C’est là l’erreur de Céline : avoir sombré dans le ressentiment, à juste titre stigmatisé par Nietzsche. Autrement dit ne pas avoir compris l’injonction de Beckett (« sans », in Têtes-mortes) : « Ruines vrai refuge vers lequel d’aussi loin par tant de faux ». Injonction qu’a parfaitement comprise, quant à lui, Henry Miller : « Ça m’a bien l’air d’être fini, ma vie Villa Borghèse. Très bien… je ramasserai ces pages, et je m’en irai. Les choses arriveront ailleurs. Il arrive toujours quelque chose. Il semble qu’il y ait du drame partout où je me trouve. Les gens sont comme des poux. Ils s’insinuent sous votre peau, et ils s’y enterrent. Vous grattez et vous grattez jusqu’à ce que le sang vienne, mais vous ne pouvez pas vous épouiller pour tout de bon. Partout où je vais, les gens font un beau gâchis de leur vie. Chacun a sa tragédie privée. C’est dans le sang maintenant : le malheur, l’ennui, le chagrin, le suicide. L’atmosphère est saturée de désastre, de déception, de futilité. Gratte, gratte et gratte… jusqu’à ce que la peau ait disparu. Et cependant, l’effet que ça me produit est d’exciter ma gaieté. Au lieu d’être découragé, déprimé, je me régale. J’appelle à grands cris désastres sur désastres, calamités de plus en plus grandes, échecs toujours plus gigantesques. Je veux que le monde entier soit désaxé, que tous se grattent à en crever ! » (Tropique du Cancer).
Matthieu Gosztola
* « En entrant dans la chambre, écrit Proust, j’étais resté debout sur le seuil, n’osant pas faire de bruit, et je n’en entendais pas d’autre que celui de son haleine venant expirer sur ses lèvres, à intervalles intermittents et réguliers, comme un reflux, mais plus assoupi et plus doux. Et au moment où mon oreille recueillait ce bruit divin, il me semblait que c’était, condensée en lui, toute la personne, toute la vie de la charmante captive, étendue là sous mes yeux. Des voitures passaient bruyamment dans la rue, son front restait aussi immobile, aussi pur, son souffle aussi léger, réduit à la simple expiration de l’air nécessaire. Puis, voyant que son sommeil ne serait pas troublé, je m’avançais prudemment, je m’asseyais sur la chaise qui était à côté du lit, puis sur le lit même. […] Par instants, elle était parcourue d’une agitation légère et inexplicable, comme les feuillages qu’une brise inattendue convulse pendant quelques instants. Elle touchait à sa chevelure, puis, ne l’ayant pas fait comme elle le voulait, elle y portait la main encore par des mouvements si suivis, si volontaires, que j’étais convaincu qu’elle allait s’éveiller. Nullement ; elle redevenait calme dans le sommeil qu’elle n’avait pas quitté.

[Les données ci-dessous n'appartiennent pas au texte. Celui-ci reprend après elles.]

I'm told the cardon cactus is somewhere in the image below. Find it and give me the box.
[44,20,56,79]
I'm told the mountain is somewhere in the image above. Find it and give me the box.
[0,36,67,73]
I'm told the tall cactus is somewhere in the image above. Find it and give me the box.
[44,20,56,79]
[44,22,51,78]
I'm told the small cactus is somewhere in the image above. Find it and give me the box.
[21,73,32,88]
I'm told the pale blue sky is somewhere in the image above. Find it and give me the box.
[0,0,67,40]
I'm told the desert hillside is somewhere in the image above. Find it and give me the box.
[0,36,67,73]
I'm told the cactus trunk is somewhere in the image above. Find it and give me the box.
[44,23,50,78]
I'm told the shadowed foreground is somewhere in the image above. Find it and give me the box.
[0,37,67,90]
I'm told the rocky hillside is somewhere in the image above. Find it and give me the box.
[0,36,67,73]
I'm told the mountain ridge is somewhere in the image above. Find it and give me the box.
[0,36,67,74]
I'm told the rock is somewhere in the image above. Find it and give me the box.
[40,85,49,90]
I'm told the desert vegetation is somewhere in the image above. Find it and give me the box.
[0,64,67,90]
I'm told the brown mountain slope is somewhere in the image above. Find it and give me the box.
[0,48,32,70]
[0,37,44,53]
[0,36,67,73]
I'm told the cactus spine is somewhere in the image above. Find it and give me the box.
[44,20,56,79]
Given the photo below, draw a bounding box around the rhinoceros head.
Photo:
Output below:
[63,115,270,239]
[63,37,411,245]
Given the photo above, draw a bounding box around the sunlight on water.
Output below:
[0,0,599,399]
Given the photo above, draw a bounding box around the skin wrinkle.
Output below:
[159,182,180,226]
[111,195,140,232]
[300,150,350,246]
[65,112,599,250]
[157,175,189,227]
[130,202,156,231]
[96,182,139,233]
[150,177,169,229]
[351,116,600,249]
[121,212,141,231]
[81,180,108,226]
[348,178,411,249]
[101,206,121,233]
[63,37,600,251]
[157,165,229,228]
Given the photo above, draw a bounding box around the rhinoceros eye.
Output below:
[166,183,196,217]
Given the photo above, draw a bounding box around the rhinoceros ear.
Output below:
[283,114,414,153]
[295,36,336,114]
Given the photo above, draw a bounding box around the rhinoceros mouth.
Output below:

Elle restait désormais immobile. […] Alors, sentant que son sommeil était dans son plein, que je ne me heurterais pas à des écueils de conscience recouverts maintenant par la pleine mer du sommeil profond, délibérément, je sautais sans bruit sur le lit, je me couchais au long d’elle, je prenais sa taille d’un de mes bras, je posais mes lèvres sur sa joue et sur son cœur […] ».
** Une colère souvent rentrée, et ce du fait des conditions d’utilisation des cahiers, clairement énoncées par l’administration pénitentiaire : « Les cahiers doivent être traités correctement. Il est interdit d’écrire en dehors des lignes ou sur la couverture, et d’en détacher ou d’en déchirer des pages. On ne doit pas écrire sur l’affaire [dont on est justiciable] ni sur la détention. Tout propos licencieux et malséant est également interdit. L’usage abusif du cahier entraînera le retrait de l’autorisation, et selon les circonstances, une sanction disciplinaire. Si le détenu souhaite garder le cahier lors de sa libération, il doit l’indiquer […]. Le droit de garder le cahier est décidé par l’Inspection ».